I was obviously trying too hard. I needed to relax a little bit and just let it happen. So I leaned back on the couch and let my body go limp. Kinda waved my arms and legs to get the kinks out and sprawled in the most relaxed position I could muster. Success continued to elude me. No matter how hard I tried to focus, I could not pee in the diaper. Necessity finally dictated that I give up that particular approach. I eventually moved to the bathroom, where I assumed a sitting position on the toilet and held my hand under warm running water.
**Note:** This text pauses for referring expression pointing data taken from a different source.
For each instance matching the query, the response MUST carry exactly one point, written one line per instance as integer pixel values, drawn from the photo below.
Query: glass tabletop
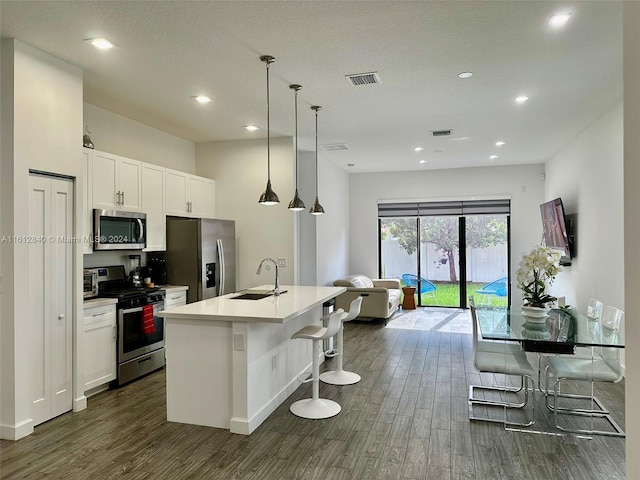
(560, 329)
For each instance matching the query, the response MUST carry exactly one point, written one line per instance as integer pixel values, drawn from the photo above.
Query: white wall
(42, 130)
(116, 134)
(524, 185)
(332, 228)
(631, 27)
(587, 175)
(240, 170)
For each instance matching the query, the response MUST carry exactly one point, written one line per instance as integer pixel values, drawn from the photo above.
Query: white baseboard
(16, 432)
(246, 426)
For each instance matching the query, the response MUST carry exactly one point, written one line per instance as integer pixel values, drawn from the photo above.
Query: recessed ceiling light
(101, 43)
(560, 20)
(202, 99)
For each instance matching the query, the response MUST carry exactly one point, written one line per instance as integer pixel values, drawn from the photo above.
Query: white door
(51, 283)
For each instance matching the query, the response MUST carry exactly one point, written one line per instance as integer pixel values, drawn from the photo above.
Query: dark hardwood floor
(406, 419)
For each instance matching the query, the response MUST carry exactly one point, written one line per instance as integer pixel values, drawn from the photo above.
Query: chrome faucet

That did the trick.
Now, see ... if I had participated in this experiment BEFORE the Great Flood of '79, I'd have known what to do in that situation. Wouldn't even have had to think about it.
Anyway, the resulting sensation was mildly uncomfortable at first. It felt ... wet. Like I had wet my pants. Which I had. Yuck. Once the urine was completely absorbed by the material, though, and distributed throughout the apparatus, I didn't notice it so much. Continuing to wear it was not uncomfortable. And I had no psychological problems about urinating in it the second time. But the damn thing failed on the second try. Suddenly urine was flowing down my legs and dripping onto the bathroom floor. Hmmm. Wouldn't this be fun in zero-g?
Back at work the following Monday, I composed a serious report on the subject (which was no small feat in itself) and submitted it to the Chief Engineer, as requested, with copies to Waste Management, Quality, and the Design Team. They snickered for a week.
One of these days I'm gonna write a book about my years in aerospace, my life among the rocket scientists, and title it, "Pissing in My Pants for Space".